Ha affermato, in tal senso, il Conseil constitutionnel che, omettendo di precisare le condizioni di forma di una tale responsabilità ed inoltre, non determinando le caratteristiche essenziali del comportamento colpevole, tale da determinare, all'occorrenza, la imputabilità degli interessati, il legislatore transalpino aveva disatteso i dettami che gli derivano dall'articolo 34 della Costituzione.
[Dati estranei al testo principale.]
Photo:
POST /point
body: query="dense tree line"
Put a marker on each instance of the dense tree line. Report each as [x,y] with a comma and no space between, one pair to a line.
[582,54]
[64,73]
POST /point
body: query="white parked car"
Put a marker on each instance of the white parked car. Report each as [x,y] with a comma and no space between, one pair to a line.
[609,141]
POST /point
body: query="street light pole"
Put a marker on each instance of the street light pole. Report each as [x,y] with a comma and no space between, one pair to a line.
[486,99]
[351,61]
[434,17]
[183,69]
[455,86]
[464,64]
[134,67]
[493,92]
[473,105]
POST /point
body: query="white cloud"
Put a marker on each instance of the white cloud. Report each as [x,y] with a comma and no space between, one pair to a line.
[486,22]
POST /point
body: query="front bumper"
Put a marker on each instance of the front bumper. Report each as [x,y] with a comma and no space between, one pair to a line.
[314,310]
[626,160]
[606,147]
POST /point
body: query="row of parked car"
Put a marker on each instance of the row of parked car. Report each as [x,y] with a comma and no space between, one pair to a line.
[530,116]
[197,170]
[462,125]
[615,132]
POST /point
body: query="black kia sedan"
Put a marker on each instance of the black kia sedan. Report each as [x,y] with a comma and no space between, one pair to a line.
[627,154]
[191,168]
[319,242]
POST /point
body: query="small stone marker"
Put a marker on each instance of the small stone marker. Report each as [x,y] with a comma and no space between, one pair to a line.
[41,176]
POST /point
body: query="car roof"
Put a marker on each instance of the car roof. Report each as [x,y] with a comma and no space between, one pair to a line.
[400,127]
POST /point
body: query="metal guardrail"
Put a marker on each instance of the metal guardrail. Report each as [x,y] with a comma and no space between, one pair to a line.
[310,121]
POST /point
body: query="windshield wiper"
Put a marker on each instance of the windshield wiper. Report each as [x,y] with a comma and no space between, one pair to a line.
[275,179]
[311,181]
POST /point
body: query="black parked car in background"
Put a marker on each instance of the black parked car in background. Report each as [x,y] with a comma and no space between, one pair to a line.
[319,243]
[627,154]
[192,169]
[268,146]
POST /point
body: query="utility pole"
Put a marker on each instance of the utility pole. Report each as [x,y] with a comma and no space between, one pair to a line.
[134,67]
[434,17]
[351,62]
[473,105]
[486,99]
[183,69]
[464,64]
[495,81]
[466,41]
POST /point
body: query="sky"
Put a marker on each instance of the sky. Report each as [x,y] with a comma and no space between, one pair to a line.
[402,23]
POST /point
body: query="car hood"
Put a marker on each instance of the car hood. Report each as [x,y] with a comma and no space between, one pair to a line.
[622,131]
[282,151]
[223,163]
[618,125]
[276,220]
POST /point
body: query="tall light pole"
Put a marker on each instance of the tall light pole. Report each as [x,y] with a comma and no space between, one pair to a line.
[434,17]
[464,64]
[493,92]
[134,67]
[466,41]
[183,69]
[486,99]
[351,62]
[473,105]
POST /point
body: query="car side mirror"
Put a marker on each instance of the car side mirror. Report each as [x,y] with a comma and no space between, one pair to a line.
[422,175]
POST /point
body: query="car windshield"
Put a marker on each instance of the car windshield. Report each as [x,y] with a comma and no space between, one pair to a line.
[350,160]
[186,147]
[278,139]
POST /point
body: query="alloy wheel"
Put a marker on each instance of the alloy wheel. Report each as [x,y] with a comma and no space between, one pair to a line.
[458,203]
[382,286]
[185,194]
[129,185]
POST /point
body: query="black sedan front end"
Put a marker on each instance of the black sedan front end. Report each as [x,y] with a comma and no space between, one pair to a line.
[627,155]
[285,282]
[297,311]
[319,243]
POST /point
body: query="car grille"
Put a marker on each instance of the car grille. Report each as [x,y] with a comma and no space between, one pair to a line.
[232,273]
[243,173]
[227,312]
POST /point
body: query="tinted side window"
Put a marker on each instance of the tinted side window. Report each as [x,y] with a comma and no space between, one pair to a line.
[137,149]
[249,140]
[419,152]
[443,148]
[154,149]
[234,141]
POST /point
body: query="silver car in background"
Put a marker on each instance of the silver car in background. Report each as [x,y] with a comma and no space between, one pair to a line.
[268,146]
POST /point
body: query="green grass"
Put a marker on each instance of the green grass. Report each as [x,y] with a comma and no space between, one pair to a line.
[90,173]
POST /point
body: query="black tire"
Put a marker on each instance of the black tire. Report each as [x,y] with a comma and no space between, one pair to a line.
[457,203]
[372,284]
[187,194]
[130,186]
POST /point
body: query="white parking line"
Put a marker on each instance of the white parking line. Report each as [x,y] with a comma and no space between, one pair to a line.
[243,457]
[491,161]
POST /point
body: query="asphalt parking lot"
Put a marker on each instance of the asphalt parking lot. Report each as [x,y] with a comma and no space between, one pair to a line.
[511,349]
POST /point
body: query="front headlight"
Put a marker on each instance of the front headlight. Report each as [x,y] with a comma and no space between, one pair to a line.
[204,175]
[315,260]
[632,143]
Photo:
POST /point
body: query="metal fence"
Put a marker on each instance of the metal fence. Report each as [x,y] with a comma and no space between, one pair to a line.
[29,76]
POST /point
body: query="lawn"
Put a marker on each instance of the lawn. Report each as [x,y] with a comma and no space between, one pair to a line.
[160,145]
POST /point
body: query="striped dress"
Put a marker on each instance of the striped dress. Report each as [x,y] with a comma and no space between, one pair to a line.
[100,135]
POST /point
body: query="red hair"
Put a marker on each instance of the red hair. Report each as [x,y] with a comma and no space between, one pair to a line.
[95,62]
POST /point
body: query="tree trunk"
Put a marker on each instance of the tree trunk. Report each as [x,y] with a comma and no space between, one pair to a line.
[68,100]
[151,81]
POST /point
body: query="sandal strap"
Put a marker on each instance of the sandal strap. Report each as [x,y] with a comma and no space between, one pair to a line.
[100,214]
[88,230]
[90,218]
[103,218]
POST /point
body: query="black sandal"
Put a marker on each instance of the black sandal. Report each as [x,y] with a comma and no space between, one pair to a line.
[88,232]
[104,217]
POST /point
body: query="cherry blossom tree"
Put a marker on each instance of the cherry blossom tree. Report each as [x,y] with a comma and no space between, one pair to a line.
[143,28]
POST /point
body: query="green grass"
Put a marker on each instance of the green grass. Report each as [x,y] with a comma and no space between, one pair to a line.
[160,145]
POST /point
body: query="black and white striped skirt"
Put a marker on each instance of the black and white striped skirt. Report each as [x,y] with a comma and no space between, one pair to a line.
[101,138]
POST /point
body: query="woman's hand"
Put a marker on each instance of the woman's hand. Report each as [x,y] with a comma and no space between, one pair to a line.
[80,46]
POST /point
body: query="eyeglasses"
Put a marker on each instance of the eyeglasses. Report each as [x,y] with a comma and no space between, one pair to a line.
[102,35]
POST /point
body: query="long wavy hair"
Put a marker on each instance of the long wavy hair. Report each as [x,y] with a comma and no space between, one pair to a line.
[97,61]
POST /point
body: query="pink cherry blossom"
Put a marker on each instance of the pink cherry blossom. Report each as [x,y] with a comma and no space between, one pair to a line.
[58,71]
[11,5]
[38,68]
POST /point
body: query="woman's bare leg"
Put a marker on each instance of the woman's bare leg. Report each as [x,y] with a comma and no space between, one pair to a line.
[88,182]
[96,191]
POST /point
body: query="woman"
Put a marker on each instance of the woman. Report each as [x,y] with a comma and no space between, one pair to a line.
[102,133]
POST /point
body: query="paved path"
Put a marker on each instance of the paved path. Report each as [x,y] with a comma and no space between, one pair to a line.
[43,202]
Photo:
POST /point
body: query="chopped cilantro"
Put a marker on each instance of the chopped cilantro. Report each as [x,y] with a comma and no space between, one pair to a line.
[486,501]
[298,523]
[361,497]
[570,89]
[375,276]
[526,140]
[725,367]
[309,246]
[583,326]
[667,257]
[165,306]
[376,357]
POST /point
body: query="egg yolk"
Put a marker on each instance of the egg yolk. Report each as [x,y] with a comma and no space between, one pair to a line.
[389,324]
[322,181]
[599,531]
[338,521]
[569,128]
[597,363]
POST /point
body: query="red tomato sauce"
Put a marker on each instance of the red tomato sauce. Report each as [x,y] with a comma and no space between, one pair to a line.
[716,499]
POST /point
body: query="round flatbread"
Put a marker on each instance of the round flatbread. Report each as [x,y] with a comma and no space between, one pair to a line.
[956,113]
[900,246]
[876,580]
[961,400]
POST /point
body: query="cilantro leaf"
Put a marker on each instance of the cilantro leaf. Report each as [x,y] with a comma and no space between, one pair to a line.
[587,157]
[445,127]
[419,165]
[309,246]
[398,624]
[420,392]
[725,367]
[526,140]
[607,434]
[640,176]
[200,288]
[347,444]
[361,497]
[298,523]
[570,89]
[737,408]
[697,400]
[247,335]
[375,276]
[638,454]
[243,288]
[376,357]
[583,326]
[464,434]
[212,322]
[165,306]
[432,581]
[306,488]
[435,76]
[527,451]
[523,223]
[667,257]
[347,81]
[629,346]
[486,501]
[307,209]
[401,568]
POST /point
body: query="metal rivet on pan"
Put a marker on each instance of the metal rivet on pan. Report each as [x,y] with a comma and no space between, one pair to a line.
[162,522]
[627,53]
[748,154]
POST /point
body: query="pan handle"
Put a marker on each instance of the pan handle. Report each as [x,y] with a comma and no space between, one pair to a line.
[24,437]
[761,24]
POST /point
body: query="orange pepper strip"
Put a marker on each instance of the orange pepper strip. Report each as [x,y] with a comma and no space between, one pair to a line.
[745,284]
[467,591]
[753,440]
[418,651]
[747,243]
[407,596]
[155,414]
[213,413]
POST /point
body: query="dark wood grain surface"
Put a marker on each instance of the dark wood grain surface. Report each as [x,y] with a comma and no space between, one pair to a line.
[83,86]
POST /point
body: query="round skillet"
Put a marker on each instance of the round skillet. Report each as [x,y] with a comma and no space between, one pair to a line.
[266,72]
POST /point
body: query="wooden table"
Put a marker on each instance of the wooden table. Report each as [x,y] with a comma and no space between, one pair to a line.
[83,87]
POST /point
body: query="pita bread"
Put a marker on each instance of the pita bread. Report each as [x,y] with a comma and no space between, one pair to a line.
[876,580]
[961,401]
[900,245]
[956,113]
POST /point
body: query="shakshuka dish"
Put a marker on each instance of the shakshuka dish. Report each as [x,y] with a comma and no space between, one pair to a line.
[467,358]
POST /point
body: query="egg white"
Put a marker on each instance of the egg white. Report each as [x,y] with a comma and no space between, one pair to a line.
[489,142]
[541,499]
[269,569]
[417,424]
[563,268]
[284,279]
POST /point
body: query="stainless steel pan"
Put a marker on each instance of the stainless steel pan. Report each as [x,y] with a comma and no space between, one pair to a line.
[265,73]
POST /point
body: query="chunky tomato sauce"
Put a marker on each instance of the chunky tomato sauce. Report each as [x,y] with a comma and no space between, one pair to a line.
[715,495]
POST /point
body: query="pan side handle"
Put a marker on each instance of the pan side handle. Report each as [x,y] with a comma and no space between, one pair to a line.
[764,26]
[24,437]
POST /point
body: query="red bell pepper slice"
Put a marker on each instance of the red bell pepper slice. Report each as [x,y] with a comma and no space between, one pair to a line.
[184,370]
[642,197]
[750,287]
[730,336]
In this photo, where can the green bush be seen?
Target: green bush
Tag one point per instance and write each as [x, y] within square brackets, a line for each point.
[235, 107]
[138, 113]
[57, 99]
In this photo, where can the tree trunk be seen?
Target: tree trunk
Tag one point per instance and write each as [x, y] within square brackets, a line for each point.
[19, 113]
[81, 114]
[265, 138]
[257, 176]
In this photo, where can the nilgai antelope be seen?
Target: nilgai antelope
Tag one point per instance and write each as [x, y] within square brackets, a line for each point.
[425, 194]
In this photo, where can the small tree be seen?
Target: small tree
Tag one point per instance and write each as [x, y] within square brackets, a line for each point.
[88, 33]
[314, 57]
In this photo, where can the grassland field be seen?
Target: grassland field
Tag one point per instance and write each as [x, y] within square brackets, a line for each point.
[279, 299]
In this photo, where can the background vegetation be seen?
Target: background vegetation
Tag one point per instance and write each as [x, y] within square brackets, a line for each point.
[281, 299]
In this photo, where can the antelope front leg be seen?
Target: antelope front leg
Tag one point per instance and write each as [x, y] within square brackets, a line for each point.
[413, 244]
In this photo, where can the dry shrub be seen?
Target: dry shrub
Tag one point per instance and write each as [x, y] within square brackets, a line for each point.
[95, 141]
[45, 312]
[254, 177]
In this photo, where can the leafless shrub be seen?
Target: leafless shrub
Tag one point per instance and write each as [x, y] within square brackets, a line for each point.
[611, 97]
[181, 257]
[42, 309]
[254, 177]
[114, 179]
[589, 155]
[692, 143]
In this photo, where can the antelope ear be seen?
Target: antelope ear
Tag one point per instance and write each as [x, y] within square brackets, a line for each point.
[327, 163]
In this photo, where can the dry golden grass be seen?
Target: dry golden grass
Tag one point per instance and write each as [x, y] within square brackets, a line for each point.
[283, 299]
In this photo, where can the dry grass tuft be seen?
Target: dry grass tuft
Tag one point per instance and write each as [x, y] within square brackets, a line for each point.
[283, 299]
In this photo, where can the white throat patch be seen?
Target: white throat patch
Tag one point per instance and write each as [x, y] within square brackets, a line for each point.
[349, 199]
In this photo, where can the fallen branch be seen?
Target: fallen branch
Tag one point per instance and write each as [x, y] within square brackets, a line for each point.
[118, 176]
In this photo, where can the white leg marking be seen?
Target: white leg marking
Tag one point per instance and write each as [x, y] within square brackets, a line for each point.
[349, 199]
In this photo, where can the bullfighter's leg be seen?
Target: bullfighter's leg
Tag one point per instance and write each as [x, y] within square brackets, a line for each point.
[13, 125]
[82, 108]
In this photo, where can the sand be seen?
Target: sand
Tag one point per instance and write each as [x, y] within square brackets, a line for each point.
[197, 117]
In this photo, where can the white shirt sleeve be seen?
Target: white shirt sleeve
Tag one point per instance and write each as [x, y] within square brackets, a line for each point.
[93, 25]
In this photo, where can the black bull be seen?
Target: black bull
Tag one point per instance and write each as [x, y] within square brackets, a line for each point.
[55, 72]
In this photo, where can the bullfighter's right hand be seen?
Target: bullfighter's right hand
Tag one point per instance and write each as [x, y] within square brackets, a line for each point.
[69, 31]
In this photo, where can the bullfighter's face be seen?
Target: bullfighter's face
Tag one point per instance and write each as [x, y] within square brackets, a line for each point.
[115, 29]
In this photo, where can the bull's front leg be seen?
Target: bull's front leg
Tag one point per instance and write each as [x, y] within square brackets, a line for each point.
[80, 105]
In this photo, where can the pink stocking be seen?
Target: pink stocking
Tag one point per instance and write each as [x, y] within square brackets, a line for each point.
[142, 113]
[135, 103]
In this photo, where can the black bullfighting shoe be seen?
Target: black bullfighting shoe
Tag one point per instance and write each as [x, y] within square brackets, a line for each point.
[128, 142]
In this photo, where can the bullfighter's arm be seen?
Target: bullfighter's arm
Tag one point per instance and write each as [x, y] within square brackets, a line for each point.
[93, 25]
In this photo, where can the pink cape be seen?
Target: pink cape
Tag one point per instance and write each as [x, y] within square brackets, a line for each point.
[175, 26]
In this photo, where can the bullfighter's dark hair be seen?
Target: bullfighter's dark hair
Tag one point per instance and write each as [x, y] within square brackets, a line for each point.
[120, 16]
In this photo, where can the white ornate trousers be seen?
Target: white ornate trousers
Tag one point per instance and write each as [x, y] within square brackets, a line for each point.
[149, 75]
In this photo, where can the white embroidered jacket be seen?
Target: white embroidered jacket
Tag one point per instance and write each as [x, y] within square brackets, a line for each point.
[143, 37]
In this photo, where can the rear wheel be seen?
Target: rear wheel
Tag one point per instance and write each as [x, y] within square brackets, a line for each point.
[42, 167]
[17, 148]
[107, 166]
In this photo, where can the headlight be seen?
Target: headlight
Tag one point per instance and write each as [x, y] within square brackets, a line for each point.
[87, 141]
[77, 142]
In ragione di ciò, il Conseil constitutionnel ha dichiarato pertanto la illegittimità costituzionale dell'art. 43-8 della predetta legge, nella parte in cui disponeva che: «- ou si, ayant été saisies par un tiers estimant que le contenu qu'elles hébergent est illicite ou lui cause un préjudice, elles n'ont pas procédé aux diligences appropriées» (nella libera traduzione degli autori: "- o se, essendo stati portati a conoscenza da un terzo che reputa illecito il contenuto ospitato [dal provider], oppure ritiene che detto contenuto gli causi un pregiudizio, non hanno proceduto alle appropriate diligenze").
Ma vi è di più.

Per valutare la fondatezza e legittimità delle notification che perverranno, i provider saranno tenuti ad affrontare gli elevati costi necessari ad apprestare uffici ad hoc, che si avvalgano della collaborazione di qualificato personale specializzato.
Muovendo da tali considerazioni riveste allora grandissimo interesse una recente decisione con la quale la Corte federale austriaca di giustizia costituzionale ha dichiarato incostituzionale la «Sezione 89» del Telekommunikationsgesetz (Legge di telecomunicazione), nella parte in cui impone(va) che le spese necessarie ad attivare le previste «misure di monitoraggio» dei contenuti veicolati sulle reti di trasmissione fossero poste a carico degli stessi fornitori di servizi di telecomunicazione.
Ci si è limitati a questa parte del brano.